In Australia, research specialist IBISWorld indicated concerns over the impending entry of AmazonFresh in 2018 were "overplayed" in the Australian supermarkets and grocery stores industry,  IBIS’ senior industry analyst Nathan Cloutman said in a statement.

His analysis suggested traditional bricks-and-mortar and online grocery players would not be as severely affected by Amazon as operators in other retailing industries.

"Online shopping penetration is much lower in Australia than in other countries where Amazon has launched its grocery service," he said.

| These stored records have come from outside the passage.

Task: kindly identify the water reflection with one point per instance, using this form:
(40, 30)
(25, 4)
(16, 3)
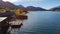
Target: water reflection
(6, 28)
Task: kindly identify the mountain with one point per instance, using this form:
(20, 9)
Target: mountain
(55, 8)
(32, 8)
(7, 5)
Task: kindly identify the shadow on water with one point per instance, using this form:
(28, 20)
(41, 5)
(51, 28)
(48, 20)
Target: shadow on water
(4, 26)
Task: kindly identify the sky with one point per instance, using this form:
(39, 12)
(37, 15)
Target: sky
(46, 4)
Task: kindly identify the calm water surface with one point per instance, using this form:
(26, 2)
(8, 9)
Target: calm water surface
(40, 23)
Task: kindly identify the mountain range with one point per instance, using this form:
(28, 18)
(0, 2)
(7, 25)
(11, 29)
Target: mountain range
(55, 8)
(12, 6)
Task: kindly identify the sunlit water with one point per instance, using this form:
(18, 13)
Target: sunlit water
(43, 22)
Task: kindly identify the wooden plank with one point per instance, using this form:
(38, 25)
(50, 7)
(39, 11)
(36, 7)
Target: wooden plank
(2, 18)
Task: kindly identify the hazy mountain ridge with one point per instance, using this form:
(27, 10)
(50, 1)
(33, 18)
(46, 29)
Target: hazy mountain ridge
(12, 6)
(55, 8)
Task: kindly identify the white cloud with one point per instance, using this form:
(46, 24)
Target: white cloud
(29, 0)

Last month Amazon acquired US grocery chain Whole Foods for $13.7billion.

In the US and UK, online grocery sales accounted for about 6% of total sales, Mr Cloutman said.

He said he considered  AmazonFresh was "unlikely to launch in the New Zealand market in the near future", because of the relatively small size of New Zealand’s industry, compared with Australia’s grocery market.

simon.hartley@odt.co.nz

 

Australian offerings

Amazon MarketPlace, Amazon Prime Now, Amazon Pantry, Amazon Fresh

EFFECT IN NZ

NZX stocks most likely to be impacted by potential Amazon New Zealand entry:

Briscoe Group and Kathmandu — Amazon’s dynamic pricing puts high-price-to-clearance-sales strategy at risk.

• Sky TV — Amazon likely to pursue high-value content.

• Stride Property and NPT — Smaller malls struggle for foot traffic.

• The Warehouse — Competition in key categories.

• Kiwi Property Group, Investore, Stride Property Group and NPT Ltd — all with high exposure to the retail sector.